Sintra must be where the rich have their weekend homes. Located about 20km from Lisbon, Sintra is a scenic town set in hilly landscapes. We were staying at a family-run pensão that was a bargain at €90 for 3 nights. This is off peak price of course. I imagine summer must be quite expensive and really popular because this beautiful house has a pool, games room and massive garden. Perfect for families. We also had a fantastic view of the Moorish castle from the terrace.

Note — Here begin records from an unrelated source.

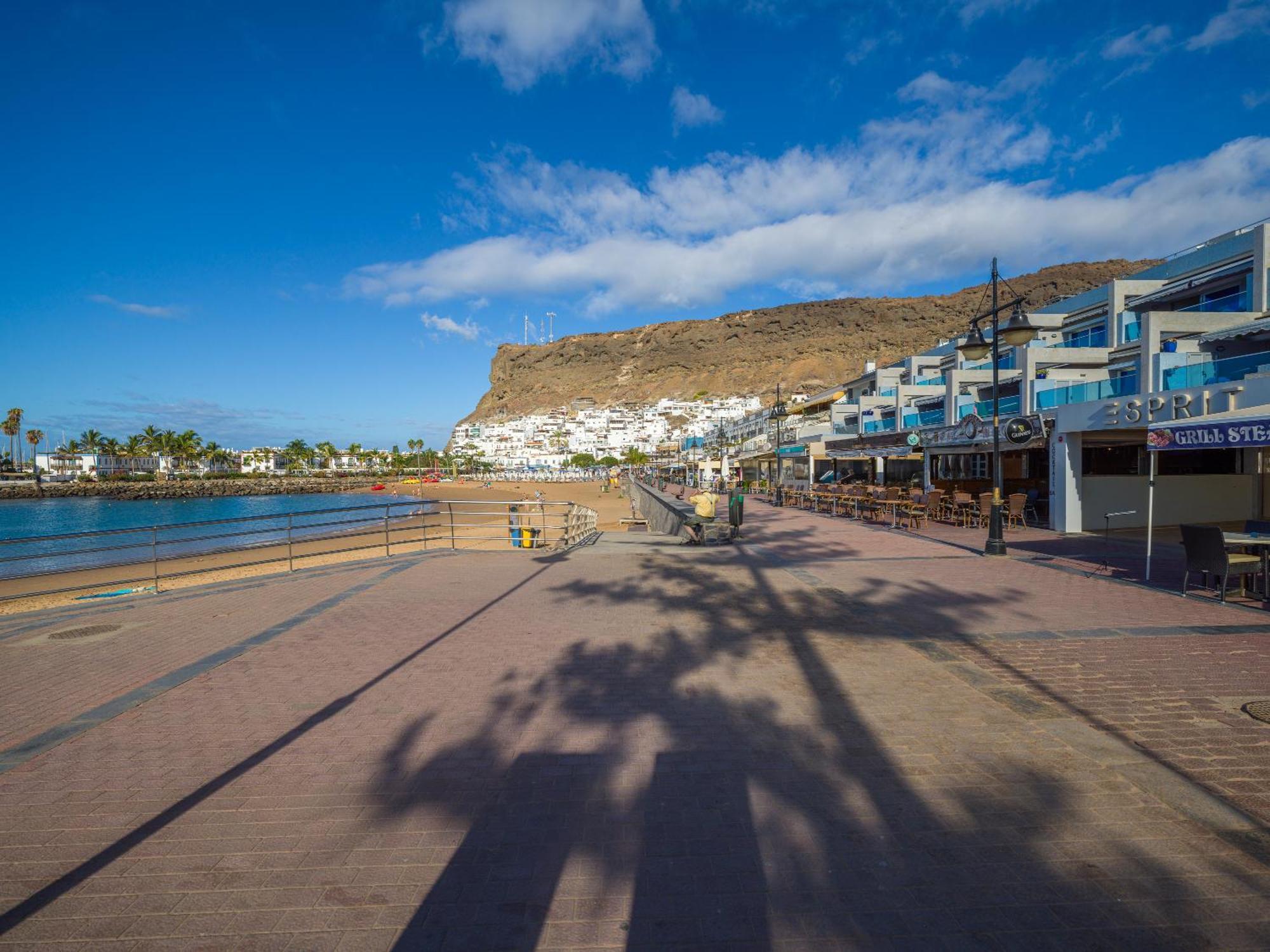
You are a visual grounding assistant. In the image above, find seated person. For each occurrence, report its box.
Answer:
[683,489,719,545]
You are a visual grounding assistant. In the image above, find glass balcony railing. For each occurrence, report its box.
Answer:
[1163,352,1270,390]
[904,406,944,429]
[961,350,1015,371]
[956,393,1021,420]
[1036,371,1138,410]
[1050,326,1107,347]
[1177,291,1248,312]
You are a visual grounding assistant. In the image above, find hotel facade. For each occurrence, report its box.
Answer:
[728,222,1270,532]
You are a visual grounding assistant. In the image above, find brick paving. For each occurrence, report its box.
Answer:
[0,505,1270,951]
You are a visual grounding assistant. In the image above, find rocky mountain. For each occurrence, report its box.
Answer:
[462,259,1152,423]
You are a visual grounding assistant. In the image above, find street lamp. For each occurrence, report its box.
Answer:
[770,383,789,506]
[958,258,1039,555]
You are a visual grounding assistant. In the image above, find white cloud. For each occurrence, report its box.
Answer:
[1102,23,1173,60]
[895,56,1054,107]
[344,60,1270,315]
[88,294,184,319]
[434,0,657,91]
[671,86,723,132]
[419,314,485,340]
[1186,0,1270,50]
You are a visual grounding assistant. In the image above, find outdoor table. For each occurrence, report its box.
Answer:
[1222,532,1270,598]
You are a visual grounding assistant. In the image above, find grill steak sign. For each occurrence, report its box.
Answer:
[1147,418,1270,449]
[922,414,1045,451]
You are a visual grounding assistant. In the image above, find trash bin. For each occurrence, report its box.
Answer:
[507,505,525,548]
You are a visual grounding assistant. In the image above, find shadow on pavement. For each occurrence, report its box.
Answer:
[372,533,1257,952]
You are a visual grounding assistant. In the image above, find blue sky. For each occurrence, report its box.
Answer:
[0,0,1270,446]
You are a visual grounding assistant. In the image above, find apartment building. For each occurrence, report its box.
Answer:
[792,222,1270,532]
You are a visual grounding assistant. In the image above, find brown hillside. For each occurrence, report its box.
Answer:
[462,259,1152,423]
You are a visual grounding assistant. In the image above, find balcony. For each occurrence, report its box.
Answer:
[904,406,944,429]
[958,393,1021,420]
[961,350,1015,371]
[1177,291,1248,314]
[1036,371,1138,410]
[1049,325,1107,348]
[865,419,895,433]
[1163,350,1270,390]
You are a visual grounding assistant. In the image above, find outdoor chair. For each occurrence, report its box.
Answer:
[1006,493,1027,529]
[926,489,944,519]
[1024,489,1040,526]
[1179,524,1261,602]
[904,493,930,529]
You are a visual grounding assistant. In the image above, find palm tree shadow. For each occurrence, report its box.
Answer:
[377,541,1260,949]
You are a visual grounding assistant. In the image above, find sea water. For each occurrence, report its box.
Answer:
[0,493,423,579]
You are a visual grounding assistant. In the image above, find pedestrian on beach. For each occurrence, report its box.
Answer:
[683,489,719,546]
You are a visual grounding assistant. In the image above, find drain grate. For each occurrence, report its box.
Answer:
[48,625,122,641]
[1240,701,1270,724]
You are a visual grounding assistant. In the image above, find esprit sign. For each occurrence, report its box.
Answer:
[1147,418,1270,449]
[1101,386,1243,426]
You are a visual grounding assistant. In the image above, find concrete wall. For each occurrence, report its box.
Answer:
[1080,473,1257,532]
[630,482,692,536]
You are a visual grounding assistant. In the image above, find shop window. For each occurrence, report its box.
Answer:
[1156,449,1242,476]
[1081,443,1147,476]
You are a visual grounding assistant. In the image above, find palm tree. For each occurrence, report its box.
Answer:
[203,440,232,466]
[27,430,44,472]
[79,429,103,453]
[405,439,423,476]
[314,439,339,466]
[138,424,163,456]
[282,437,314,470]
[0,406,22,475]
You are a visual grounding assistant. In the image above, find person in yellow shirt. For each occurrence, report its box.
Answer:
[683,489,719,545]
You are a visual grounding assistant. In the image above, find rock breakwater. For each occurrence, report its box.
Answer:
[0,476,382,499]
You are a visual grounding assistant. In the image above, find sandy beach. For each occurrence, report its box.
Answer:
[0,481,630,614]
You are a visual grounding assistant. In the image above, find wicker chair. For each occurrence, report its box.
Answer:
[1179,524,1261,602]
[1006,493,1027,529]
[926,489,944,519]
[975,493,992,526]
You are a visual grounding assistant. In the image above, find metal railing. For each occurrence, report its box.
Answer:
[0,499,598,600]
[1036,371,1138,410]
[1162,350,1270,390]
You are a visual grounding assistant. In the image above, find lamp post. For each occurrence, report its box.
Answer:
[771,383,789,506]
[958,258,1038,555]
[719,410,728,489]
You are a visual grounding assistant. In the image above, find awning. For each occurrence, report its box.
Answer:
[1124,259,1251,311]
[1199,319,1270,344]
[922,414,1046,453]
[1147,406,1270,449]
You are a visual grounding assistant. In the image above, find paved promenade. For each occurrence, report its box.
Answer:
[0,503,1270,952]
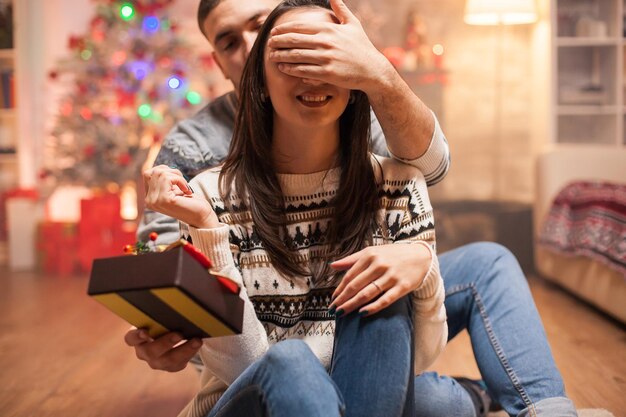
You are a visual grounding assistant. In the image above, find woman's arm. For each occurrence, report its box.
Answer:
[144,165,268,384]
[332,167,448,372]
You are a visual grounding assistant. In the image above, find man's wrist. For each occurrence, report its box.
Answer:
[363,53,403,104]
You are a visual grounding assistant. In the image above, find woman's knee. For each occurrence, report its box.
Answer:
[263,340,316,370]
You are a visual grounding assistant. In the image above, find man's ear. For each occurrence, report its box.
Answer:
[211,51,232,81]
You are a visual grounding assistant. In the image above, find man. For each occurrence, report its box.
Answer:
[125,0,576,416]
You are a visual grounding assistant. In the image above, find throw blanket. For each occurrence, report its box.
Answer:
[539,182,626,278]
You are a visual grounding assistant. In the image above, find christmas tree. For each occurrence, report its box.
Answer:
[40,0,219,187]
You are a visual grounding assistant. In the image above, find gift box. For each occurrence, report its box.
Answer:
[87,245,243,339]
[78,193,136,271]
[37,221,78,275]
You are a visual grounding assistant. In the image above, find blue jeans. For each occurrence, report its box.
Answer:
[415,243,577,417]
[209,243,576,417]
[209,296,415,417]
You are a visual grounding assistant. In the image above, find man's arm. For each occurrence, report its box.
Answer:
[268,0,448,176]
[137,98,234,245]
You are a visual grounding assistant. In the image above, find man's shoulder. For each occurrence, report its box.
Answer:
[188,91,237,125]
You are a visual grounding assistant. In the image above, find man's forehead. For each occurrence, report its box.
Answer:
[204,0,279,41]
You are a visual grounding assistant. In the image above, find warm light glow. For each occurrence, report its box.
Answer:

Sintra is a place where it would be handy to have a car. It’s a nice walk during the day but the roads are quite hilly and it gets really dark at night. No light pollution here. Oh and the buses stop running after 7:30pm! On the hotel owner’s recommendation, we Tasca Mourisca for dinner. It was only 10 minutes walk, uphill! It’s a small restaurant that fits not more than 20 people. Its run by a really nice lady who is both cook and owner and she has a young woman helping on the floor. The menu only has a handful of items and changes frequently. For the couvert, they served a super nice dip with melba toasts and fresh bread. The dip is made from tuna and thousand island sauce that she makes herself. It sounds ordinary but it was really yummy! Hunky and I fought over the last spoonful. For my main course I had pan-fried pork chops with rice and salad. Hunky had fish pie which was really a quiche. Both dishes were light and tasty. I was full but he insisted on having dessert so he ordered a chocolate mousse and I had an almond and chocolate torte. Mine was really light and moist with the right amount of sweetness for me. Hunky’s mousse was not very moussey. He had several more during our trip and they were all similar in that they resembled thick custard rather than mousse. It was nice and chocolatey though.
We spent a good 2.5 hours walking around Quinta da Regaleira the next day. It is a lush and magical garden that was built during the very last years of the Portugese monarchy. I just love the names that were given to the sculptures and walkways. “Threshold of the Gods” and “Terrace of the celestial worlds” were my favourite. By this time in the trip, I was desperate for a salad. I’m not sure if it was because I was so hungry by then but it was the best salad that I’ve had in a long time (above)! €5 and I got a big bowl of chopped lettuce, grated carrots, walnuts, goats cheese, poached chicken, raisins and olives. All the flavours came together really well. On our last day, we caught a bus to Mafra to see the palace-convent. The drive there was really interesting because we finally got to see the real countryside. The palace-convent highlight was the Rococo library. It was stunningly beautiful. We were not allowed to take any pictures unfortunately. Our guide also showed us the dead corpse of a bat which lives in the library. Apparently they eat the insects that destroy the books in the library. The bats must be quite fat then because there were thousands of books. We grabbed a quick lunch at a café nearby. I ordered a crème caramel for dessert and it tasted exactly like the on in Ipoh! It was pockmarked and egg-y! It’s the same damn one!